This document describes an XML- and HTTP-based protocol for accessing thesauri: structured, controlled vocabularies of words and phrases that represent conceptual categories.
The protocol is intended to allow programmatic clients to easily access and utilize existing thesauri, and thus the services offered by the protocol are oriented around querying thesauri and navigating within thesauri. The protocol does not support creation, maintenance, or sharing of thesauri, or mapping between thesauri.
The protocol's model of a thesaurus closely follows that of ANSI/NISO Z39.19-1993: Guidelines for the Construction, Format, and Management of Monolingual Thesauri.
A thesaurus is a set of terms and a set of standardized, reciprocal relations on those terms.
A term is a word or phrase that represents a conceptual category. A term may have an associated human-readable description, or scope note, that defines the concept represented by the term and indicates the term's intended usage. Other, arbitrary information may also be associated with a term, but such information is outside the protocol's scope.
There are two varieties of terms, preferred (or valid) and nonpreferred (or invalid or lead-in). Preferred terms participate in all the relations described below; nonpreferred terms participate in the equivalence relations only.
A pair of reciprocal hierarchical relations is the primary means by which thesauri are structured. The narrower (NT) relation relates a preferred term P to another preferred term C that is in some sense a subset of P: as suggested by Z39.19, the concept represented by C may be more specific than that of P, or C may be a component of the whole represented by P, or C may be an instance of the general class represented by P. The narrower relation must be non-reflexive (a term must not be narrower than itself), non-symmetric (two terms must not be mutually narrower than each other), and non-transitive (the narrower relation is logically transitive, that is, if G is narrower than C and C is in turn narrower than P then G is logically narrower than P, but transitive closures must not be reflected in the protocol; rather, they must be left to the client to deduce from first-order relations). The broader (BT) relation is the reciprocal of the narrower relation. A preferred term may be related to any number of broader and narrower terms. The directed graph induced by the narrower relation (equivalently, the broader relation) must be acyclic.
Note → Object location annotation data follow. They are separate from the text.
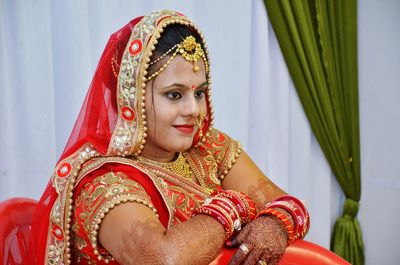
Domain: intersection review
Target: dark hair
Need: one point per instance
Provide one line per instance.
(172, 35)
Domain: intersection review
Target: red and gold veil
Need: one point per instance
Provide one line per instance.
(111, 123)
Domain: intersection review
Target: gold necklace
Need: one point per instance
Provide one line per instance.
(179, 166)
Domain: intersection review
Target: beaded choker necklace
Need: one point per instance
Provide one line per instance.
(179, 166)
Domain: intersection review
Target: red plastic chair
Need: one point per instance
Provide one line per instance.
(301, 252)
(16, 215)
(15, 225)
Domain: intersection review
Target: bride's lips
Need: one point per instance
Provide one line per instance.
(185, 128)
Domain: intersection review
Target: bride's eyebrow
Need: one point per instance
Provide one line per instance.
(183, 86)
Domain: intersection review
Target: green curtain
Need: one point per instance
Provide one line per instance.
(318, 39)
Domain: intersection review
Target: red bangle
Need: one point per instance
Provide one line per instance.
(228, 206)
(298, 212)
(282, 217)
(218, 215)
(243, 203)
(300, 204)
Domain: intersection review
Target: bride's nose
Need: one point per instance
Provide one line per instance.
(191, 106)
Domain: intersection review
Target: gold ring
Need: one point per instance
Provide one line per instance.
(243, 247)
(262, 262)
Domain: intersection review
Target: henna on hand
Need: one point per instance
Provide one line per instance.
(263, 192)
(197, 241)
(266, 238)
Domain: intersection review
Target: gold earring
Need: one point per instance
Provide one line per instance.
(199, 121)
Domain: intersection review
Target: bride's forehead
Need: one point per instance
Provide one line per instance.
(181, 70)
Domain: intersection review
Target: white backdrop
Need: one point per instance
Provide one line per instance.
(49, 50)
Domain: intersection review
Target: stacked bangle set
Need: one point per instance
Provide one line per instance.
(231, 208)
(235, 209)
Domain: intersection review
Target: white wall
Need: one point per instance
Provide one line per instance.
(49, 50)
(379, 75)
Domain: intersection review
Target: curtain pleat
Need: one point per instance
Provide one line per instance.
(318, 39)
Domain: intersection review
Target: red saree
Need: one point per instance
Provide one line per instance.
(98, 169)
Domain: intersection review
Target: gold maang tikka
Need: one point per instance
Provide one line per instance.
(189, 49)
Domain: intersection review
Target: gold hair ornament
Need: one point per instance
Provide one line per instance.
(189, 49)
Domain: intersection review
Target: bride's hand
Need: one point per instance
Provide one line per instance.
(261, 242)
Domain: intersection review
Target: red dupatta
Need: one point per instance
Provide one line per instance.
(110, 123)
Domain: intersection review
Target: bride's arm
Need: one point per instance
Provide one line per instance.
(246, 177)
(133, 234)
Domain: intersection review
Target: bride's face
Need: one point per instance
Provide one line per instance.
(174, 100)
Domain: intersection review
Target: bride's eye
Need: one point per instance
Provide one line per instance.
(199, 93)
(173, 95)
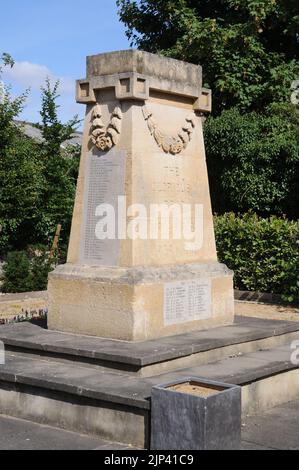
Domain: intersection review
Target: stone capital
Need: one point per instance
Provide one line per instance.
(134, 74)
The related (RT) relation relates a preferred term P to another preferred term Q that in some sense intersects P: the concepts represented by P and Q may overlap, or P and Q may be suggestive of each other. The relation must be non-reflexive (a term must not be related to itself), symmetric (if P is related to Q then Q must be related to P), and transitive (if P is related to Q and Q is in turn related to R, then P must be related to R). A preferred term may be related by the related relation to any number of other preferred terms.
A pair of reciprocal equivalence relations ties equivalent terms together. The use-instead (USE) relation maps a nonpreferred term N to a preferred term P that is equivalent to N and that has been designated by the thesaurus as the preferred or canonical term to use in place of N. The used-for (UF) relation is the reciprocal relation that maps P to N. Every nonpreferred term N must be related to at least one preferred term; if more than one, the entire set of N's relations can optionally be designated as a conjunction if N is equivalent to the logical conjunction of the preferred terms.
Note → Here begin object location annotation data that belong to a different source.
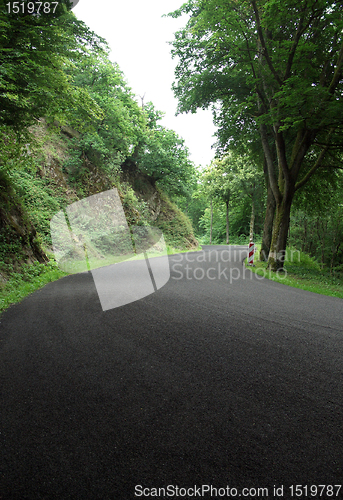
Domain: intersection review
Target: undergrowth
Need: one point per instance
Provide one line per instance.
(304, 272)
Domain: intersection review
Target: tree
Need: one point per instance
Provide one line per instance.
(163, 156)
(274, 67)
(35, 51)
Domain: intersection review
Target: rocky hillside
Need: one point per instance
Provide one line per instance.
(30, 196)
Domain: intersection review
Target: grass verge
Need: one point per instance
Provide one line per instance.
(302, 271)
(35, 276)
(31, 278)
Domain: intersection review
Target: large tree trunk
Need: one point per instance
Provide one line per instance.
(227, 222)
(252, 220)
(268, 225)
(278, 245)
(211, 223)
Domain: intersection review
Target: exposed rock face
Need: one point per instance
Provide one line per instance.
(18, 237)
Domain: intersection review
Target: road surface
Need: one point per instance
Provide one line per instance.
(218, 380)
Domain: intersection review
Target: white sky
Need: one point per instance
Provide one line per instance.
(138, 36)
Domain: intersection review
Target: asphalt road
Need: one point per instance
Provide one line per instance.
(218, 379)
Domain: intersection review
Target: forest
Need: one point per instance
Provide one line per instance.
(70, 126)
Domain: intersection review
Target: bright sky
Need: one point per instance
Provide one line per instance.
(138, 35)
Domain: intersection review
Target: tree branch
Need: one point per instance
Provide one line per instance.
(263, 43)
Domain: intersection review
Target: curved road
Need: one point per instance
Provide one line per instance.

Eight XML formats are utilized by the protocol. The XML elements
defined below all reside in namespace
"http://www.alexandria.ucsb.edu/thesaurus", but for
brevity we elide namespace declarations in this section. Complete
examples that include namespace declarations are given under Examples, below. An XML DTD that defines the XML
formats can be found in thesaurus-protocol.dtd;
thesaurus-protocol.xsd
is an equivalent XML schema.
<properties>Describes overall properties of the thesaurus: the thesaurus's name and version; a human-readable description (which should include the thesaurus's scope and purpose as well as details on how the thesaurus implements the protocol); an indication of which query operators the thesaurus supports; and the URL of the thesaurus's XML schema for extended term descriptions. All properties but the supported query operators are optional.
<!ELEMENT properties (name?, version?, description?,
query-operators, extended-schema?)>
<!ELEMENT name (#PCDATA)>
<!ELEMENT version (#PCDATA)>
<!ELEMENT description (#PCDATA)>
<!ELEMENT extended-schema (#PCDATA)>
<!ELEMENT query-operators EMPTY>
<!ATTLIST query-operators
equals (true | false) #REQUIRED
contains-all-words (true | false) #REQUIRED
contains-any-words (true | false) #REQUIRED
matches-regexp (true | false) #REQUIRED>
For example:
<properties>
<name>ADL Feature Type Thesaurus</name>
<version>1.4</version>
<description>Thesaurus for...</description>
<query-operators
equals="true"
contains-all-words="true"
contains-any-words="true"
matches-regexp="false"/>
<extended-schema>http://...</extended-schema>
</properties>
<term>Briefly describes a term by its name and preferredness.
<!ELEMENT term (#PCDATA)>
<!ATTLIST term
preferred (true | false) "true">
Examples:
<term>rivers</term>
<term preferred="false">riverbanks</term>
<term-description>More fully describes a term. In addition to the attributes
described under <term> above, the description
includes the term's immediate relationships to other terms in the
thesaurus and zero or more human-readable descriptive notes. The
<note> element's type attribute can be
used to indicate the type of note (scope note, historical note, etc.).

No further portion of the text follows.